In games where players play, fight, duel or otherwise try to conquer an opponent, many strategists talk about which player is the “aggro” and which is the “control“.
What do they mean?
- Aggro means aggression — carrying out direct attacks on an opponent’s resources.
- Control means reactive play in an attempt to stop your opponent establishing a winning position, then seeking opportunities to hit back once your opponent begins to run out of options.
In some games, like chess, the first player initially acts as the Aggro, while the second player takes the Control. They have little choice but to respond to the first player’s actions, and have reduced chances to launch an initiative of their own.
Of course, there are many interim strategies, depending on the game you’re playing, like tempo, combo, mid-range, fatigue, time control and others.
How could knowing this be useful to poker?
Poker is a game where you do not bring your own pre-built deck (no, you are not supposed to!). That means you don’t have the option to introduce surprise elements to the game, and you have full knowledge of your opponents’ resources.
Many poker players unconsciously resign themselves to playing one way or the other for the majority of the time and rarely stop to wonder if they should mix up their game. Players who are able to switch gears between immediate aggression and long-term planning ahead will usually be more successful than those who are unable to react to evolving scenarios in a flexible and optimal way.

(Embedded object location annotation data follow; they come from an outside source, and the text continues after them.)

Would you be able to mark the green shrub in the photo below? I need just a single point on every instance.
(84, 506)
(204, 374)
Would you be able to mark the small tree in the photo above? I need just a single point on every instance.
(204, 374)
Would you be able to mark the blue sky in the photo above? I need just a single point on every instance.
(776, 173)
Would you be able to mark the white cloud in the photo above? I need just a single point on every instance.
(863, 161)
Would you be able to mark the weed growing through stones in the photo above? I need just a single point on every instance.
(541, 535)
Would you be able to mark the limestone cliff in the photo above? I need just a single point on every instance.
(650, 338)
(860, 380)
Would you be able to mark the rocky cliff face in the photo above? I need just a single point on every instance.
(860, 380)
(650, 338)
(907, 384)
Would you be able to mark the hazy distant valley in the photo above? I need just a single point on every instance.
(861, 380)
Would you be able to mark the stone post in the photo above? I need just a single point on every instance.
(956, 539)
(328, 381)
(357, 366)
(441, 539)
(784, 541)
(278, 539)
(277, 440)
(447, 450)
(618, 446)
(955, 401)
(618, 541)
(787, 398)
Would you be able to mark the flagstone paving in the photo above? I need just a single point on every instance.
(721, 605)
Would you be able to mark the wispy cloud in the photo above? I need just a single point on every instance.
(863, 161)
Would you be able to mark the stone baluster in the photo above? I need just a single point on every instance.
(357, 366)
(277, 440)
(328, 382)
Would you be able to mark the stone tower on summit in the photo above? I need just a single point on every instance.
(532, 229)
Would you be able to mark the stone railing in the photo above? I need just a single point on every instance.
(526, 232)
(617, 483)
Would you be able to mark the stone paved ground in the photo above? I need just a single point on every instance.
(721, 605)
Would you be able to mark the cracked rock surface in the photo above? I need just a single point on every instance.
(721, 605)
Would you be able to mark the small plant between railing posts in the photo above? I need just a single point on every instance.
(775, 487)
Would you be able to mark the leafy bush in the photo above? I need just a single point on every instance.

Good players will have a plan to follow throughout the game, but importantly, will be able to change it if the opening stages don’t go well.
During the battle, they will pause to ask themselves: “What is my win condition?” or “How do I play optimally here?”
Tournament play has aspects which help Aggro players be more successful. Control players will not always have the resources to wait until they have a strong hand to play, and hands they do win might not be enough to swing the game in their favor.
However, when you have a large stack, you could choose either role:
Control: You might sit back and wait for someone to overexpose themselves by raising when you enter a pot with a strong hand.
Aggro: You might like to dominate proceedings by entering many pots with a raise.
When nearing the prize money, you have more choices:
Control: You can try to guarantee a prize at all costs by not busting, but sacrifice opportunities to build up your stack
Aggro: You can try to exploit other players’ fear of being eliminated by stealing blinds and bluff more often.
In rebuy tournaments, you might choose a strategy which suits your style:
Control: Keep rebuys to a minimum and capitalize on good cards in the infrequent cashes you have.
Aggro: Embrace variance and try to build a big stack early at the risk of needing to regularly run deep.
Ring game play might be more suited to the Control player because each hand only differs from the last because the button moves and stack sizes might change. Control players are able to reload their chips to a full stack after every hand.
That said, once you have identified other players strategies, strengths and weaknesses …
Control: You can lay traps like a check-raise for over-aggressive opponents and call their bluffs with hands they would love for you to fold.
Aggro: In a game where everyone else is over-cautious and you yourself are perceived as tight, you might be able to pick up easy pots by representing hands with aggressive play.